We see tighter—not looser—hiring conditions ahead. Fading COVID-19 restrictions and slowing capital gains are already pulling elderly workers back from retirement, but this effect will be small compared to other factors limiting labor supply. There are some upsides. Real wages are falling, as overall, firms are able to pass on cost increases faster than workers can get pay raises. This makes workers a better value for money, provided you aren’t struggling to pass on input costs.

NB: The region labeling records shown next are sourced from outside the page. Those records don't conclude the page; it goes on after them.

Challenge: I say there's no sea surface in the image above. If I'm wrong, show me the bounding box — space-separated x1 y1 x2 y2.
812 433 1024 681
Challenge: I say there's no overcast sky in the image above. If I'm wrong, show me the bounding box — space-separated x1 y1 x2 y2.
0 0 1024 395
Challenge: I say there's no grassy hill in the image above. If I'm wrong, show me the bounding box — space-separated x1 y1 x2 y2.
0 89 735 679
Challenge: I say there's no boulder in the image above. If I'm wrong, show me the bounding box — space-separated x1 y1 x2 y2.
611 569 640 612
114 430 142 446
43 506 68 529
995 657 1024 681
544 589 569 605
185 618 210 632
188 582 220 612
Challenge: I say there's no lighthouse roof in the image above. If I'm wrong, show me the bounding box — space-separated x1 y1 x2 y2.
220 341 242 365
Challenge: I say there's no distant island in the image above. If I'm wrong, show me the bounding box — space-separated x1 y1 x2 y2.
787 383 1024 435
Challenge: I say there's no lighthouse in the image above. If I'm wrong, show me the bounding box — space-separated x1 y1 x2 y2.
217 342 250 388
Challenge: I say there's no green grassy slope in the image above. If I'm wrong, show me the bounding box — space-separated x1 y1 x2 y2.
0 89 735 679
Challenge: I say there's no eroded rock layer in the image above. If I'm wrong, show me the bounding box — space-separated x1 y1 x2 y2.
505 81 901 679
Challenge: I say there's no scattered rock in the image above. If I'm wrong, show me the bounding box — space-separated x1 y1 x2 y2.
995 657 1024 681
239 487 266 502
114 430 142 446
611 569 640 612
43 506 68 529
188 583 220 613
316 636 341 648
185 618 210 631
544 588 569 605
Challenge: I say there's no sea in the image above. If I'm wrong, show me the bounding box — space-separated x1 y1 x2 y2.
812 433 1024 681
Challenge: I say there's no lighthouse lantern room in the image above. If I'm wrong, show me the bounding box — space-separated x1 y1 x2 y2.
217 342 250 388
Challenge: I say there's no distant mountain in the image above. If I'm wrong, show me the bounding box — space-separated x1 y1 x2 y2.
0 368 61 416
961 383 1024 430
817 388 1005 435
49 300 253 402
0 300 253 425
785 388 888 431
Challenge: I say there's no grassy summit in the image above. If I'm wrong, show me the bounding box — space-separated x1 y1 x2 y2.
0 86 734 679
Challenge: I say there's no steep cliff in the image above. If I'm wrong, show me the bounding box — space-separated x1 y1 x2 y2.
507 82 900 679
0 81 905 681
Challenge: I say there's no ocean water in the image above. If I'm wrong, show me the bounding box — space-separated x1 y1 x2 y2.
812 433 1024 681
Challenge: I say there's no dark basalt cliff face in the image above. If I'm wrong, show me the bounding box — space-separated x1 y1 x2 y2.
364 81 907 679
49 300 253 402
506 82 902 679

The Fed is hoping to take some of the froth out of new hiring and wage growth without endangering current jobs, but this is difficult, and risks causing job losses toward 2023, as global events also weigh on demand. The Fed currently views elevated job openings and quits as unsustainable. However, we see these indicators as misleading. Job openings have decoupled from real hiring intent, as the internet makes it easier to advertise job postings. Quits are elevated, but this is consistent with the job switching opportunities seen in rapid recoveries. Excess focus on these measures, as well as signals that the Fed cares more about inflation than jobs, makes a rate hike–induced slowdown in 2023 likely. Yet, in the meantime, hot labor markets are not going away.